Overall, workers will receive a 6 percent raise over the course of the new four-year contract and lump sums equal to 4 percent of annual wages in the second and fourth year. Lastly, the new contract lifted caps on profit-sharing bonuses. Despite these gains, however, it remains clear to many UAW members that there’s a long way to go when it comes to improving the union and garnering larger contract wins.

Stop & Shop Workers Held Firm

Another major private-sector strike in April also stands as one of the largest in recent years. More than 31,000 Stop & Shop supermarket employees walked off the job at about 240 supermarkets in Massachusetts, Rhode Island and Connecticut. Workers returned to work after their 11-day strike with a new three-year contract that kept in place employee health care and retirement benefits, provided wage increases, and kept time-and-a-half pay for employees who work on Sunday.

Like CTU, the United Food and Commercial Workers (UFCW) benefited from close solidarity with other sectors of the labor movement. Nearly 2,000 Teamsters who drive trucks for Stop & Shop or its suppliers refused to make essential food deliveries during the strike, letting shelves go unstocked and forcing stores to close their doors.

The strikers were met with overwhelming community support: Many customers refused to cross picket lines, and more than 1,000 people donated to a hardship fund for striking workers. 2020 presidential contenders like Sen. Elizabeth Warren, Mayor Pete Buttigieg and former Vice President Joe Biden expressed support for workers. Sen. Bernie Sanders, whose campaign staff is represented by a unit of the UFCW, also expressed his support.

This year’s major strikes build on last year’s work stoppage trend while underscoring how workers are not benefiting from Trump’s economy.

Stop & Shop management argued that it needed to cut employees’ health care and pension benefits and make cuts in Sunday pay in order to compete with nonunion grocery chains, but the successful strike sent a resounding message throughout the grocery-chain sector that any intimidation effort meant to extract short-term profits off the backs of vulnerable workers will not go unchallenged. Further, UFCW showed the power of the strike tactic: The work stoppage caused the supermarket chain to lose about $2 million a day, turning up the heat on executives to offer a fair deal with each passing day.

Record Work Stoppages Continue

This year’s large-scale public and private-sector strikes alike continue a trend that started in January of 2018 when teachers in West Virginia walked out of their classrooms.

According to data released in February by the U.S. Bureau of Labor Statistics, a record number of U.S. workers stopped working in 2018 due to labor disputes with employers. A total of 485,000 employees were involved in major work stoppages last year. The number is the highest the Bureau has recorded since 1986, when steelworkers, garbage collectors and flight attendants went on strike. (The 485,000 figure also includes people who were unable to work because employers temporarily shut down operations or locked them out of workplaces.)
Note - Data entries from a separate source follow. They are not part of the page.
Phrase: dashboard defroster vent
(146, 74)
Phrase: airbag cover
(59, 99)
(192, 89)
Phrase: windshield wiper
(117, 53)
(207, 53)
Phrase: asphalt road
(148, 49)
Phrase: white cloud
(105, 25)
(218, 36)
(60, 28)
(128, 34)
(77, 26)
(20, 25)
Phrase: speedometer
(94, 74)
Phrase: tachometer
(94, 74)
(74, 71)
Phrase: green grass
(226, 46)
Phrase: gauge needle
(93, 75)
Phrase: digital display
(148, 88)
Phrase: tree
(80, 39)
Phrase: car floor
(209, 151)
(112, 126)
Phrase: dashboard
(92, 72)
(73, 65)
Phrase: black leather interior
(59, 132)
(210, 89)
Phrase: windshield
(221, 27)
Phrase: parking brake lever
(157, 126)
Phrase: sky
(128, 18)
This year’s major strikes build on last year’s work stoppage trend while underscoring how workers are not benefiting from Trump’s economy, an issue he is sure to make a central pillar of his campaign going into 2020. With #RedForEd teachers out front, the labor movement must continue to fight for much more than traditional bread-and-butter issues. In 2020, as the presidential election heats up, it must follow teachers’ lead in bargaining for the common good, forcing Democratic candidates further to the left by uniting with other sectors around a broad agenda focused on beating back neoliberal-driven austerity politics and lifting up the most disadvantaged communities.